The second layer takes the structured output from the mission graph and instantiates the specific, tile-based room layouts.

  • Constraint-Based Filling: The mission graph defines the location and connection of each room (the 'semantic layout'). WFC then uses its learned patterns to fill in the tile map, ensuring local visual coherence based on the designer's examples.
  • Replayability at the Micro Level: Because WFC uses a random, constraint-based process for tiling, multiple WFC passes on the same mission graph will produce distinct, yet structurally consistent, dungeons.

Level Generation in Images

Below is the process of generating the physical level representation starting from a complete mission graph.

Future Work

While the initial results successfully demonstrate a balance between designer intent and procedural variety, the authors note a few key areas for future development:

  1. Fully Playable Levels: The most critical next step is to propagate the mission graph metadata (e.g., encounter types, key-lock locations) into the final WFC-generated environment. Without this, the levels lack the functional gameplay elements that make them meaningful.
  2. Optimised WFC Implementation: The current tool uses a third-party Godot plugin that tiles the entire level space, creating unnecessary "filler" outside of intended rooms and corridors. A custom WFC would be needed to support more efficient, region-specific generation.
  3. Empirical Evaluation: The system needs formal testing to understand how players and designers perceive the resulting levels. Studies should evaluate narrative structure, navigability, and how the tool supports authoring goals.

CG-WFC represents a promising advancement in the quest for truly design-conscious PCG, particularly for mission-based genres like role-playing games and roguelikes.

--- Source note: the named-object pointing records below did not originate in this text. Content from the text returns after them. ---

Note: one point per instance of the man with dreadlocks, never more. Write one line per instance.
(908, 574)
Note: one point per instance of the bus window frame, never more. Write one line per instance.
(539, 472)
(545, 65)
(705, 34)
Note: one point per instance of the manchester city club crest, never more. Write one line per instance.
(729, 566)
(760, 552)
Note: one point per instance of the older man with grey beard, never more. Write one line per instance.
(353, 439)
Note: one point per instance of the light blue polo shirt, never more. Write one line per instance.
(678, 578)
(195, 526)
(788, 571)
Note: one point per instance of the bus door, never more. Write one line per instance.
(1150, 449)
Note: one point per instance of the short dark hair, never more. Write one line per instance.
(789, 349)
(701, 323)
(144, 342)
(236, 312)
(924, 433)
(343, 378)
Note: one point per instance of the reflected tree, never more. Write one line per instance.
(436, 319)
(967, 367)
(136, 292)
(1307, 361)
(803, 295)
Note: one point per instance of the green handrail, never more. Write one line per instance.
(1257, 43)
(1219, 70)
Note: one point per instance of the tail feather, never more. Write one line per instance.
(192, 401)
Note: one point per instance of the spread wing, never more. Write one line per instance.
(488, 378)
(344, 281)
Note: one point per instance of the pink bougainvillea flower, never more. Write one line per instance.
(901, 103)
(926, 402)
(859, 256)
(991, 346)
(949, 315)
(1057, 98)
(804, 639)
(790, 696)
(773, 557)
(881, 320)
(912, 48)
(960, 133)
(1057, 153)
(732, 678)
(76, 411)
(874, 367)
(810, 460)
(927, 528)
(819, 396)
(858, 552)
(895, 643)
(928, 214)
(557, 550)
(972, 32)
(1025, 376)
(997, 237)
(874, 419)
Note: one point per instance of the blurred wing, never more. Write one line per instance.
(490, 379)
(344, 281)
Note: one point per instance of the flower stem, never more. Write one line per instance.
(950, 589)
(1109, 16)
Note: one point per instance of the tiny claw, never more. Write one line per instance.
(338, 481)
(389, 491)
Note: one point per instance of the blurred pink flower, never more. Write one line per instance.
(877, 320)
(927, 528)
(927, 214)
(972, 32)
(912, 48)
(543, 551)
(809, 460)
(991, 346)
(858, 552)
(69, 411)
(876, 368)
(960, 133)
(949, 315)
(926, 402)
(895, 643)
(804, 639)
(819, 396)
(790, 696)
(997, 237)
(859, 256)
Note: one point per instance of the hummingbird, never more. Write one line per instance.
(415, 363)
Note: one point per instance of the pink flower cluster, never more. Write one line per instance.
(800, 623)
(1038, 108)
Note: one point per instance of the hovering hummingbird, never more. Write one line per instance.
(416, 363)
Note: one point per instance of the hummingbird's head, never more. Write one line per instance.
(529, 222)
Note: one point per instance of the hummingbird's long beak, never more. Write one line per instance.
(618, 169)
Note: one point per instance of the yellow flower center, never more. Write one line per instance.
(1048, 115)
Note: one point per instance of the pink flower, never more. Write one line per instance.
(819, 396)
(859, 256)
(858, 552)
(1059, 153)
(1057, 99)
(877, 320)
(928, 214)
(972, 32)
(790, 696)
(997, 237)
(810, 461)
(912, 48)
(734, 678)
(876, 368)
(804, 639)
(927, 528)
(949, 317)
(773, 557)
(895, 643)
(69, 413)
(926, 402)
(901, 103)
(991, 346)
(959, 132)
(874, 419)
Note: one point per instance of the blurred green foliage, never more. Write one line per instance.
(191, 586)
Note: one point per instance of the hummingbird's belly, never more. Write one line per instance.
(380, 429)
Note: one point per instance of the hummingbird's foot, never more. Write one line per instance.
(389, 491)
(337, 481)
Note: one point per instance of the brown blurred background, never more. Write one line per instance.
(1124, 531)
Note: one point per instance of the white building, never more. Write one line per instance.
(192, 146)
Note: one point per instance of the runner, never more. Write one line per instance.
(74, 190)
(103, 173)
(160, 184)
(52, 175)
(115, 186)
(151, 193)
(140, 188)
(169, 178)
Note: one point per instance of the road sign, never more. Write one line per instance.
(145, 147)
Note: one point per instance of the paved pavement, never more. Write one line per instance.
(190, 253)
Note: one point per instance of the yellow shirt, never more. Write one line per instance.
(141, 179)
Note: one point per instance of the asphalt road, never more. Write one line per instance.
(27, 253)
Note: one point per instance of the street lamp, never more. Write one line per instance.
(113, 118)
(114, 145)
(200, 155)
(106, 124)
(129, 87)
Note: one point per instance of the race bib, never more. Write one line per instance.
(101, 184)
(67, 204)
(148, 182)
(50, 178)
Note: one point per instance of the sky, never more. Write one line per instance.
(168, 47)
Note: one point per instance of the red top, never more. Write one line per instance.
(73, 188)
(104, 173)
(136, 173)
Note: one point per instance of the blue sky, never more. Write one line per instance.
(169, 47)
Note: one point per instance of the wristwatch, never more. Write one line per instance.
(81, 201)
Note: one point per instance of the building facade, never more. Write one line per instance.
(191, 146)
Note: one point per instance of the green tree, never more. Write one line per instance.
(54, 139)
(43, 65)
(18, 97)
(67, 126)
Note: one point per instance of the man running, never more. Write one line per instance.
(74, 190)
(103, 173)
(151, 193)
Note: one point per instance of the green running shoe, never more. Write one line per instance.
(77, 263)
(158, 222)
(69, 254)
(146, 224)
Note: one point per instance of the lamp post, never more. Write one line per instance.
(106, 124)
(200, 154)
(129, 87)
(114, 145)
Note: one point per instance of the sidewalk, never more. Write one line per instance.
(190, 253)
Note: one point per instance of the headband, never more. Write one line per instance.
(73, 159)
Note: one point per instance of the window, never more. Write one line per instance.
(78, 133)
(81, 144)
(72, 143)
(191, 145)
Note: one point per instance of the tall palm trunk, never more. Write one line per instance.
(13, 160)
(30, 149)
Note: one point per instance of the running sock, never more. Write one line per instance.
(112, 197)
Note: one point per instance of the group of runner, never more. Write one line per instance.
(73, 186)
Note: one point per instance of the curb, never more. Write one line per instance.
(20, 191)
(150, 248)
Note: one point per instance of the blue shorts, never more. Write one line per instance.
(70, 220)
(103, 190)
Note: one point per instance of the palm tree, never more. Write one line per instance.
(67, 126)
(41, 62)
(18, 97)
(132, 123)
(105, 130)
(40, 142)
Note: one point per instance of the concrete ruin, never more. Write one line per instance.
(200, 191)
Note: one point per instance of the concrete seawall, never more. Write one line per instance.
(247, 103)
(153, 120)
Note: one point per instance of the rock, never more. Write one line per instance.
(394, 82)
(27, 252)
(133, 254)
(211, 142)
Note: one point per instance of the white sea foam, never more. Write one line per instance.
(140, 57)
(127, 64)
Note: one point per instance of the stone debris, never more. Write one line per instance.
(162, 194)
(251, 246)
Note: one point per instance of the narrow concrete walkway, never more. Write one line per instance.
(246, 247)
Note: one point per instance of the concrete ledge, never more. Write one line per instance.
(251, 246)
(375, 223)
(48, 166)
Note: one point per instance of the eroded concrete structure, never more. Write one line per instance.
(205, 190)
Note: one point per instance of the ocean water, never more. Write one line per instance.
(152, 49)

The code for this repository is available here.

Use of A.I. disclaimer

This blog post was written with the help of Google Gemini. I wrote and sent for review a scientific article on this topic to the Games as Software Engineering Workshop of ICSE 2026. All information/screenshots on this blog post come from that paper, which I will make available once it is accepted.

References

  • Alaka, S., & Bidarra, R. (2023). Hierarchical Semantic Wave Function Collapse. Proceedings of the 18th International Conference on the Foundations of Digital Games. Presented at the Lisbon, Portugal. doi:10.1145/3582437.3587209
  • Gumin, M. (2016). Wave Function Collapse Algorithm (Version 1.0). Retrieved from https://github.com/mxgmn/WaveFunctionCollapse
  • Dormans, J. (2017). Cyclic generation. In Procedural Generation in Game Design (pp. 83–96). AK Peters/CRC Press.
  • Dormans, J., & Bakkes, S. (2011). Generating missions and spaces for adaptable play experiences. IEEE Transactions on Computational Intelligence and AI in Games, 3(3), 216–228.
  • Rekers, J., & Schurr, A. (1995). A graph grammar approach to graphical parsing. Proceedings of Symposium on Visual Languages, 195–202. IEEE.
  • Rozenberg, G., & Salomaa, A. (1980). The mathematical theory of L systems (Vol. 90). Academic press.
  • van der Linden, R., Lopes, R., & Bidarra, R. (2014). Procedural Generation of Dungeons. IEEE Transactions on Computational Intelligence and AI in Games, 6(1), 78–89. doi:10.1109/TCIAIG.2013.2290371
  • Shaker, N., Togelius, J., & Nelson, M. J. (2016). Procedural content generation in games.